放送尺は15分となっているが、実はきっちり秒単位まで決められていないというのが今回の大きな特徴。『ポップUP!』内での放送となるため、幅をもたせた尺が可能となった。クリエイターとしては、喜ばしいフォーマットだという。
「とてもありがたいですね。地上波のゴールデンタイムだと、尺を結構ガチガチに縛られて、余韻を切らざるをえないときが多いんです。『金魚妻』のNetflixにしても今回にしても、普段切られてしまう空気感みたいなものをちゃんとお見せできたらいいなと思って作っています」
また、ドラマ放送後の“受けトーク”が、『ポップUP!』のスタジオで展開されることにも期待。
「ダイレクトに反応が見られるというのは、うれしいですね。普段も自分の作品が放送されるとリアルタイムでエゴサーチするので、今回は見ていただいた皆さんの顔を見ながらリアクションが分かるというので、恐くもあり、楽しみでもありという感じです」
このフォーマットが実現したのは、並木監督の所属するドラマ制作の「第一制作部」と、情報番組を制作する「情報制作センター」が部署の垣根を越えたタッグを組んだことによるもの。最近フジテレビでは、ドラマ監督の中江功氏と、バラエティプロデューサーの中嶋優一氏&黒木彰一氏がタッグを組んだ『Around the Corner 曲がり角のところで』、バラエティPの五十嵐元氏とドラマPの草ヶ谷大輔氏がタッグを組んだ『生ドラ!東京は24時』など、組織をまたいだコラボの動きが活発化しているが、「それぞれの部署で、いつものルーティーンのように作品を作っている中で、ちょっと違うことをやってみたいなという精神が起きているのかもしれません」と推察する。
それを踏まえ、「今回一緒にやっている情報制作の加藤(正臣プロデューサー)とは同期で、40歳を過ぎてそろそろお互いやってきたことを合わせてみるかというような気持ちもありますし、自分に欠けている要素を発見できるかもしれないという思いもありますね」と期待を語った。
■主人公4人が見せる注目の“顔”
4週の連続の放送で、それぞれの主人公の物語を描きながら交差していく今作。禁断の愛を演じる女優たちの注目してほしい“顔”を聞いた。

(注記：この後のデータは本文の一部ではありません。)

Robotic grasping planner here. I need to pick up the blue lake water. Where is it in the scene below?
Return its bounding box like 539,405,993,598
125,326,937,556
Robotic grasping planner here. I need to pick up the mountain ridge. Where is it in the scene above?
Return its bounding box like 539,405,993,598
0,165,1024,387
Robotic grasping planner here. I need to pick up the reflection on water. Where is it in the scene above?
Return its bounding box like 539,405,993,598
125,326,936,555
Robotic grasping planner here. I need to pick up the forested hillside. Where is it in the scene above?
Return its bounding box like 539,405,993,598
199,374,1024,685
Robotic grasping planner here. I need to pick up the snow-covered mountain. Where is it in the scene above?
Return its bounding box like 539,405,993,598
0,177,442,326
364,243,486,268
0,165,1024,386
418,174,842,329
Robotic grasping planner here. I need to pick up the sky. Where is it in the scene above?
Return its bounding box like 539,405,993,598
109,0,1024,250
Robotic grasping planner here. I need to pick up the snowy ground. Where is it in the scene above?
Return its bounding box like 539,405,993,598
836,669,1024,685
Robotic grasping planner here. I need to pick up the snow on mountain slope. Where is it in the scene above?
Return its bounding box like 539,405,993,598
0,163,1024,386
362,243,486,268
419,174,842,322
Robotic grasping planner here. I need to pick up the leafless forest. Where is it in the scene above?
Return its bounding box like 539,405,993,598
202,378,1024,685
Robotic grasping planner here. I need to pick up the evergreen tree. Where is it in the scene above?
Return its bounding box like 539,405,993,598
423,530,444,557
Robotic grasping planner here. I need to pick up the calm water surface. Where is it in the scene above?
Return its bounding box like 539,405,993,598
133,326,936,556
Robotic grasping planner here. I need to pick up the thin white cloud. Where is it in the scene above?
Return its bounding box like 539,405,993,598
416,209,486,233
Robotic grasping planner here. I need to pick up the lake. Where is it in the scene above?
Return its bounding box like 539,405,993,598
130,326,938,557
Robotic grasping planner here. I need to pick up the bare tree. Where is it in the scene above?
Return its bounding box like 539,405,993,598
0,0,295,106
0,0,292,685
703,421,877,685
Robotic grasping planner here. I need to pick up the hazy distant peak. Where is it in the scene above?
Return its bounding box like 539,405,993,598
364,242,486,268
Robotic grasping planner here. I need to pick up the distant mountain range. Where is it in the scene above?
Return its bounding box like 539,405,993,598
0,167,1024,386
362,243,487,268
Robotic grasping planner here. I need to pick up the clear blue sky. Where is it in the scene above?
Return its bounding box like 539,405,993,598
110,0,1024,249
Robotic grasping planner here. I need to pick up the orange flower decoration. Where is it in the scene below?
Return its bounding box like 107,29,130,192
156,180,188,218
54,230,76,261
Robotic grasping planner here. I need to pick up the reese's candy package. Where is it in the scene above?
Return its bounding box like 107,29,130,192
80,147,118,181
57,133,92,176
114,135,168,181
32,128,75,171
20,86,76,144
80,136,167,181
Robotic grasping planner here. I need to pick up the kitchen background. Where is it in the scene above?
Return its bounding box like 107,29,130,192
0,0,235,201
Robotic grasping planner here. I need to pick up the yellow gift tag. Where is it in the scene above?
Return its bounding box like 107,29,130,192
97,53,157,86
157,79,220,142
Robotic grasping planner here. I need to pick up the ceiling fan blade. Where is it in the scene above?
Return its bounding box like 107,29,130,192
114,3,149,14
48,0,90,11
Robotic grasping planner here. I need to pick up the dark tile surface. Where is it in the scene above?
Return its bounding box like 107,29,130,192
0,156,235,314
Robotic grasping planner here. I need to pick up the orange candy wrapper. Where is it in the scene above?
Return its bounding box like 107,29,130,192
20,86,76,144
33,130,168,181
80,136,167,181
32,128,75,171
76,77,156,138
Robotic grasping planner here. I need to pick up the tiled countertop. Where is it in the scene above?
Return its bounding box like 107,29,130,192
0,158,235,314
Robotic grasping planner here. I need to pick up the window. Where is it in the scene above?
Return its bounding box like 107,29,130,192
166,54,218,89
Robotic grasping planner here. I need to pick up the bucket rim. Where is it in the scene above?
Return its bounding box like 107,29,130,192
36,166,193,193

「徳永えりさん(5月20日放送)は、今回初めてお仕事をさせていただきました。『恋のツキ』(テレビ東京)とか代表作をずっと見ていてすごく魅力的で、今回撮ってみても、不倫だけど恋が始まったときの顔がとってもかわいいんですよね。お家にいる奥さんのときと、1人の女性になるスイッチが入ったときの顔が全然違うので、そこは見ていただきたいと思います」
「臼田あさ美さん(5月27日放送)は、かれこれ10年くらい前からたびたびお仕事をしているんですけど、無意識にやってる顔がとてもチャーミングなんです。計算じゃなくて、天然で出ている臼田さんにしかできない顔が見られるので、そこを楽しんでいただけるといいなと思います。そして、旦那さん役のハマケン(浜野謙太)さんといるときの臼田さんもとてもいいです。良い家族なので、そこもぜひ見ていただきたいです」
「瀬戸さおりさん(6月3日放送)は『金魚妻』にも出ているのですが、また別人になっているので、そこの違いを見ていただきたいですね。不思議な面白さを持っている方なので、そこに注目していただければ」
「市川由衣さん(6月10日放送)は、今回がはじめましてでした。修羅場のシーンがあるんですけど、怒ってる感じから切ない感じまで、表現の幅をちゃんと持っている方なので、ぜひ最後の修羅場にご注目ください(笑)」
そして、今作の見どころについて、「不倫なんだけれども、ちょっとピュアなラブストーリーでもあり、ドロドロが苦手な方でもお昼に楽しんでいただけると思います。主婦の皆さんは家事でお忙しいと思うので、お昼に昔の月9を見るような感覚で気軽に楽しんでいただければ」と紹介。
また、「本当は見せてはいけないものを、ちょっとした神目線で誰かのやってしまった悪いことを目撃するような感覚になっていただけたらうれしいなと思います」と呼びかけた。
●並木道子
2002年にフジテレビジョン入社。『流れ星』で連ドラ演出デビューし、以降『それでも、生きてゆく』『最高の離婚』『いつかこの恋を思い出してきっと泣いてしまう』『イチケイのカラス』などを担当。映画『Bの戦場』や、Netflix『金魚妻』も手がける。